He put a hand on the hoof she still held on his knee. "So I get it, Twilight. I'm sorry. To be honest, I was sorry almost immediately after I hit the treeline, but..."

He looked sheepish. "I kinda... got turned around in the dark. Stumbled on that broken palm tree more by smell than any real woodcraft, got our stuff, then wandered around in the wet and dark and kickin' myself in the ass, 'til those sky lights started up."

He rolled his eyes and cocked his head slightly. "The whole time I was thinkin', damn, she's right, this is fucking stupid, but, well... you know me."

She stared at him for a long moment, then sighed and grinned tiredly. "Oh believe me, Marshall, I am rapidly becoming a subject matter expert on the complex patterns of human idiocy."

Her expression hardened again. "You still haven't promised me, Marshall."

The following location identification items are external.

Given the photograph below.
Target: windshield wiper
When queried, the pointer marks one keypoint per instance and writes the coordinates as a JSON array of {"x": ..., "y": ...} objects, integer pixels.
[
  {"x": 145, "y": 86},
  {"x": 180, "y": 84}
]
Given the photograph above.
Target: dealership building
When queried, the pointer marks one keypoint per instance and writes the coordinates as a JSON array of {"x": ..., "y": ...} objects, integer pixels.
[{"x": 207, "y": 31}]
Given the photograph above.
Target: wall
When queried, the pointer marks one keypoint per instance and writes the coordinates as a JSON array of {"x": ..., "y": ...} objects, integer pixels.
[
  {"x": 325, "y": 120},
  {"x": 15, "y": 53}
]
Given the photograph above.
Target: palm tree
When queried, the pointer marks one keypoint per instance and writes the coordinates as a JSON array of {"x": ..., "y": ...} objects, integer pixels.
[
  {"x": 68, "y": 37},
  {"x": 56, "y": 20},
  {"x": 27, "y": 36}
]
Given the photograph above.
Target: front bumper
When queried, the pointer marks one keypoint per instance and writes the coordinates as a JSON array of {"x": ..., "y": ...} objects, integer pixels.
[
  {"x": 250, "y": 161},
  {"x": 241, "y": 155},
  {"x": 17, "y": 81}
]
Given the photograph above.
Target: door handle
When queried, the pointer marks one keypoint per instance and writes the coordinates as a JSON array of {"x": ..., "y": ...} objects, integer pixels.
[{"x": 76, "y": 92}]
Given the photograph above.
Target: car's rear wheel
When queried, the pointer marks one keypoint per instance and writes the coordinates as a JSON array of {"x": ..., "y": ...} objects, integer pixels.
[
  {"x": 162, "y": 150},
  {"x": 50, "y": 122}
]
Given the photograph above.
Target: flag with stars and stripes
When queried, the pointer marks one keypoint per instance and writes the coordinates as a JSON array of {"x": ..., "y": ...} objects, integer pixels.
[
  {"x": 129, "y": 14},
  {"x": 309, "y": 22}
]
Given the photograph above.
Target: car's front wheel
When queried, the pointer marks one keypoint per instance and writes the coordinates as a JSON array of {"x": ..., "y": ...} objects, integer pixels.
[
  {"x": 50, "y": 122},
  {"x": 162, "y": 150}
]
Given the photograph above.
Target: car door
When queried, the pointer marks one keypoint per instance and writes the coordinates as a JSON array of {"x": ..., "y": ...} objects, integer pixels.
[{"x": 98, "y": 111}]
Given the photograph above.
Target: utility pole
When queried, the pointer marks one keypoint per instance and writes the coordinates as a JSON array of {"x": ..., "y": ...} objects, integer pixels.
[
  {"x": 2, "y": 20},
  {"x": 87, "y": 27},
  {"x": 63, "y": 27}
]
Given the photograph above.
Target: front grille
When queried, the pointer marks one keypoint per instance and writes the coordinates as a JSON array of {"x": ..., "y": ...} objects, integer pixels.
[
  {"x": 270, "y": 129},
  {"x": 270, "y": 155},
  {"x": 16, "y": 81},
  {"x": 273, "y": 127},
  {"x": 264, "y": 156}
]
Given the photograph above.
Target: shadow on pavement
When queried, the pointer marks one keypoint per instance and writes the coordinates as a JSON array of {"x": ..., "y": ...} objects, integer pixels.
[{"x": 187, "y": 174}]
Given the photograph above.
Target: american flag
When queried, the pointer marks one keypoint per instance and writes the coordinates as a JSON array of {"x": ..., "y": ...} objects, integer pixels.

He sighed and gave her as sincere a look as he could manage in the dark and wet. "I promise, Twilight, no more stupid, unnecessary risks."

She glared. "And?"

"And if a risk is stupid, but necessary, we do it together."

She continued to stare at him. He fidgeted, then rolled his eyes again.

"Pinkie Promise." He said, morosely.

She relented and cocked her head, slightly. "Are we cool?"

He grinned tiredly. "Yeah, we're cool."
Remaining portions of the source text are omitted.